Some people suggest home staging is a deceitful practice because it’s meant to disguise real problems.
This is not the case.
Home staging lets a home’s best features shine through. It shouldn’t hide serious problems that need to be addressed.
The entrance of this home says “Fixer Upper” because of all the junk on the porch, overgrown hedge and peeling paint.
But it’s actually a sound property that needs some care to change the first impression from “Fixer Upper” to “Welcome Home.”
I recommended a fresh coat of paint on the porch, stairs and railing, plus junk removal and garden maintenance for this client as part of my home staging consultation.
These services are all part of what any professional home stager should consider. These suggestions aren’t misleading as you can see in this example.

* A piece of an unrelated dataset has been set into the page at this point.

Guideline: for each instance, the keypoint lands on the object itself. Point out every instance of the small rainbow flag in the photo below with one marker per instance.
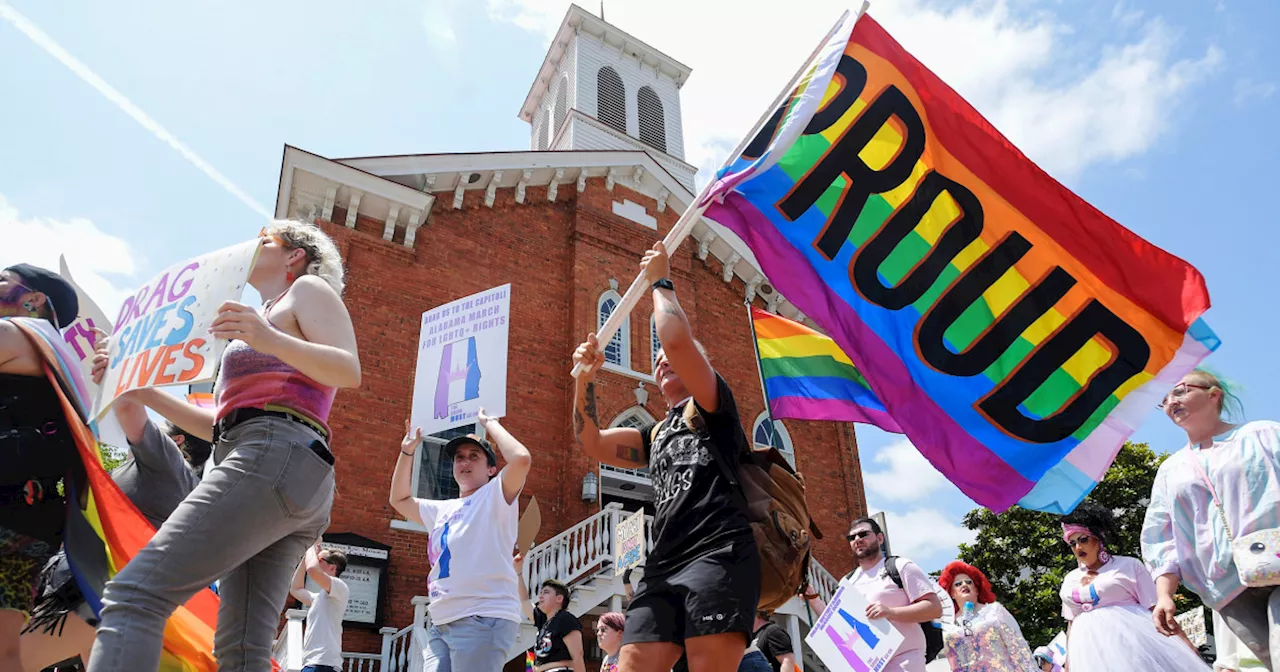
(1015, 333)
(807, 376)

Home staging isn’t a band-aid solution for much larger problems.
With these properties it makes more sense for the owners to invest in repairs before staging.
Home Staging Ethics
“Home staging with integrity” means that the home stager won’t just “put lipstick on a pig” without trying to fix problems first.

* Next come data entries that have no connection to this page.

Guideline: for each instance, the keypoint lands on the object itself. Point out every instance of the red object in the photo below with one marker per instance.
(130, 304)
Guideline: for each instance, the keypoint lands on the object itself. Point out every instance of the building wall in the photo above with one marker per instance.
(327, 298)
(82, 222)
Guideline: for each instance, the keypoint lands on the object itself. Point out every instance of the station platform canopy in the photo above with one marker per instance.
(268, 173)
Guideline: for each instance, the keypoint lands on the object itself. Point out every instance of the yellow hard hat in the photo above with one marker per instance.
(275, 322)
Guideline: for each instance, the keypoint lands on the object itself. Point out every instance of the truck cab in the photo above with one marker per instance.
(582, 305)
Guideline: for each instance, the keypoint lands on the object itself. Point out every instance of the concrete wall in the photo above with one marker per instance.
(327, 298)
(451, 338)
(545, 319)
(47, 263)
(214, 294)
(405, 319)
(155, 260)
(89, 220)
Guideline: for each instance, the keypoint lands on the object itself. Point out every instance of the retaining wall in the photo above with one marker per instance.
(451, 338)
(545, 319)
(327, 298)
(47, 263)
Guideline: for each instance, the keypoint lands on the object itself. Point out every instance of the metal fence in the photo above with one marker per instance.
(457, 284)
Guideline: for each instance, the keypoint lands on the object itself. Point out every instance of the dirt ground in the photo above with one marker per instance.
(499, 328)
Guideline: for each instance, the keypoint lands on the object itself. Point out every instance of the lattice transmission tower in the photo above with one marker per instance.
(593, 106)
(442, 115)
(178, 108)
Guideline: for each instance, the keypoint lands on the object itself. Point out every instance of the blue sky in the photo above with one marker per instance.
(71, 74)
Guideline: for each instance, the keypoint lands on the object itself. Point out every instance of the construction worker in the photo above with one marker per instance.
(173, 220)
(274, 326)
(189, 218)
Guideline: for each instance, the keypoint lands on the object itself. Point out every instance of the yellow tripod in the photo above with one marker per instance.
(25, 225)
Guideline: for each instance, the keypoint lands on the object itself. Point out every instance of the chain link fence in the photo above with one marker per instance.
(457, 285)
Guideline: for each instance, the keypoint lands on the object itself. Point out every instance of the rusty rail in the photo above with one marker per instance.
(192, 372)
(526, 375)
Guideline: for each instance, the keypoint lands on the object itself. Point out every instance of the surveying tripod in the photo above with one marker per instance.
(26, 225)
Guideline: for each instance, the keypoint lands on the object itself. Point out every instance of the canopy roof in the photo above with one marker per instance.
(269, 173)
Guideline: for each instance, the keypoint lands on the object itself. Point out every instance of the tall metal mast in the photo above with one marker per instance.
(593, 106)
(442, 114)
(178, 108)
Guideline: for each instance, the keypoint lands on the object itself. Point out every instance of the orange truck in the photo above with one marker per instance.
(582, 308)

When a home has obvious defects, no amount of paint or new furniture will disguise the problems for long.
When asked to stage such a home, suggest that the owners fix what’s wrong first. Hiding defects with staging isn’t appropriate.
Besides, major problems will be revealed in a home inspection anyway.
Home stagers aren’t trained as home inspectors. We’re not experts at structural issues. But, when you notice obvious problems, point them out.
There are (or should be) home staging ethics.
There’s a big difference between patching plaster and repainting after a leak has been fixed, and doing the same to hide a leaky roof.
You won’t know if they’ve really fixed the leak. If the home seller tells you they have, and you don’t see water, take them at their word.
It’s not your responsibility to make sure the home is fixed. I believe it’s your responsibility as a stager not to deliberately hide problems.
If a leaky roof shows up in a home inspection, the home seller will be no further ahead hiding the problem with a fresh coat of paint.
Besides, their deal may fall apart when it could have gone through had they addressed the issue in the first place.
As a home stager, you should emphasize the need to fix the leak and why. Suggest once that’s done that the wall be repaired and painted.
You’ll pick the colors, but that does not remove the responsibility of pointing out what needs to happen before any paint goes on the walls or ceiling.
You Can Turn Down Home Staging Clients
I once refused to stage a dilapidated house that had sat on the market for months without an offer. Instead of calling me, the vendor should have called a contractor first.
I advised him to drop his price to the land value and sell the home as a ‘tear down’. Or, take the property off the market, repair all the problems and then call me to stage it afterwards.
As a professional home stager, you don’t want your home staging business associated with problem properties masquerading in nice paint and furniture.
There are plenty of solid houses crying out for cosmetic changes that can make all the difference in a real estate sale.
Let your creative talents as a home stager shine on these.
Don’t waste your time or reputation staging obvious tear downs. Instead, keep marketing your business and more of the right clients will follow!
Home stagers, have you ever been asked to stage a home that went beyond your home staging ethics? How did you handle it?